A fireball is a brighter-than-usual meteor. The International Astronomical Union defines a fireball as "a meteor brighter than any of the planets" (magnitude -4 or greater). The International Meteor Organization (an amateur organization that studies meteors) has a more rigid definition. It defines a fireball as a meteor that would have a magnitude of -3 or brighter if seen at zenith.
This definition corrects for the greater distance between an observer and a meteor near the horizon. For example, a meteor of magnitude -1 at 5 degrees above the horizon would be classified as a fireball because if the observer had been directly below the meteor it would have appeared as magnitude -6.
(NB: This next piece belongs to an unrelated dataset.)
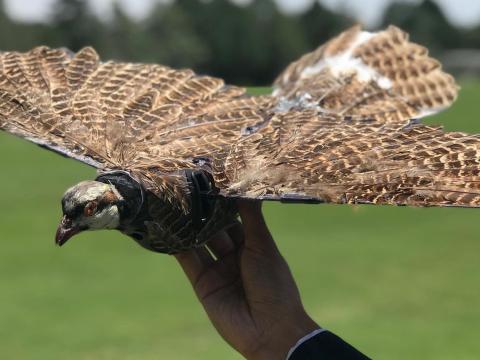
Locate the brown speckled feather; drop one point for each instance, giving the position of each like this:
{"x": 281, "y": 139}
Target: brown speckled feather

For 2013 there were 3556 fireballs recorded at the American Meteor Society. There are probably more than 500,000 fireballs a year,[ but most will go unnoticed because most will occur over the ocean and half will occur during the daytime. Fireballs reaching magnitude -14 or brighter are called bolides. The IAU has no official definition of "bolide", and generally considers the term synonymous with "fireball". Astronomers often use "bolide" to identify an exceptionally bright fireball, particularly one that explodes (sometimes called a detonating fireball). It may also be used to mean a fireball which creates audible sounds. In the late twentieth century, bolide has also come to mean any object that hits the Earth and explodes, with no regard to its composition (asteroid or comet).